包帯女と呼ばれた。
聞き慣れない声に振り向くと、猪頭を被った少年らしき人が自分を指差していた。首を傾げて自分も自分を指差すと鼻息荒く「お前だお前!」と言われる。
「お前いつも包帯ぐるぐるで包帯配ってんだろ! だから包帯女だ!」
「はあ……」
確かに怪我の多い自分は顔からつま先まで全身包帯だらけだし、常備している包帯の予備を任務に向かう隊士にあげている。怪我なく生きて帰ってくるのが一番だが、念の為だ。
しかしそれと猪頭のこの子と何の関係があるのだろう。そもそも初対面のはずだ。釈然としない自分の態度に苛立ったのか、その子は意味のない言葉を叫びながらその猪頭を外した。
「これ! これのことを言いにきたんだ!!」
なんとも整った顔立ちに見惚れるより早く、猪頭くんが頭の包帯を乱暴に掴む。包帯を巻いているぐらいだ、怪我をしているんだろう。猪頭くんは痛みに眉をひそめたが、構うことなく包帯を外してしまった。
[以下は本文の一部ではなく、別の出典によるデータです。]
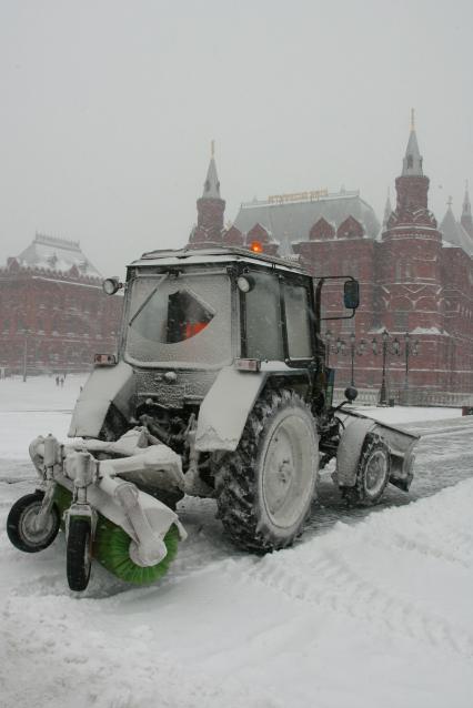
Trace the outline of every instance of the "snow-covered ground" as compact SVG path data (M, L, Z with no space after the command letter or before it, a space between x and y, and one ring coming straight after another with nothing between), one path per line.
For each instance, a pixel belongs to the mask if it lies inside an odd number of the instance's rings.
M363 408L425 434L410 495L346 509L323 475L304 536L265 557L230 545L212 500L184 498L189 539L159 585L94 567L77 597L62 535L27 555L3 529L32 488L28 443L66 435L82 383L0 382L2 708L473 705L473 419Z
それを自分に突き出す。
「お前にこんなもん渡されたせいで紋次郎の奴に巻かれたじゃねーか!! 邪魔で仕方なかったんだ!!」
「……わざわざ返しにきたの?」
「ちっげーよ!! 俺様は捨ててやろうとしたんだ!! 紋次郎が包帯くれた奴は誰かっつーから来てやっただけだ!!」
「じゃあなんで包帯外して自分に差し出してるの?」
「ああん!? 差し出してねーよ!! これは俺のもんだ!!」
「……あの、君はつまり何が言いたいの?」
支離滅裂な言動から意味を汲み取ることをやめて聞くと、猪頭くんは自分を睨んで黙り込んだ。そんなに言いにくいことなのだろうか。よくわからない子だ。
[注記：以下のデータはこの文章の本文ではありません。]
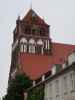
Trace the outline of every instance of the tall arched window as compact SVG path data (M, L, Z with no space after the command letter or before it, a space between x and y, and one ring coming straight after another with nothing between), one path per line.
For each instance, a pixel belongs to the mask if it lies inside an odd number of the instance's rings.
M43 47L44 47L44 43L43 41L40 39L37 41L37 53L38 54L43 54Z
M24 37L20 40L20 52L27 52L27 39Z
M29 40L29 53L35 53L35 40Z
しばらく待ったが膠着状態が解けることはなかったため、諦めて踵を返す。言いたくなったらまた声をかけてくるだろう。そう考えての行動だったが、逃げたと思われたらしく「待てコラ!」と頭を掴まれた。もう一度言う。頭を掴まれた。
「え、痛い痛い。なんで頭? そこは肩じゃないの?」
「お前が逃げようとするからだろうが!!」
「いやいや、君が何も言わないから……」
「うるせーよ!! いいから包帯よこせ!!」
「いたたた、ねえ自分も頭怪我してるんだけど……ん? 包帯? いるの?」
はい、と袂から新品の包帯を背後の猪頭くんに差し出す。すると猪頭くんはほわほわした不思議な空気を出しながら、ようやく頭を解放してくれた。奪うように包帯を取り、その場を去ろうとする雰囲気に自分も部屋に戻ろうと足を踏み出す。
「あ……」
何歩か進んで、視線を感じて振り返る。猪頭くんもこちらを見ていた。口をもごもごさせて、親に言いにくいことを言うときの子供みたいだと思った。また辛抱強く待ってやる。
「……」
「……」
「……あ、アリガトウゴザイマシタ」
「! うん。はい、どういたしまして」
小さな声は聞き取りづらかったけれど、確かに聞こえた。お礼を言ってすぐに走り去った姿は正に猪。かわいい後輩が入ってきたものだと少しだけ軽くなった袂を揺らした。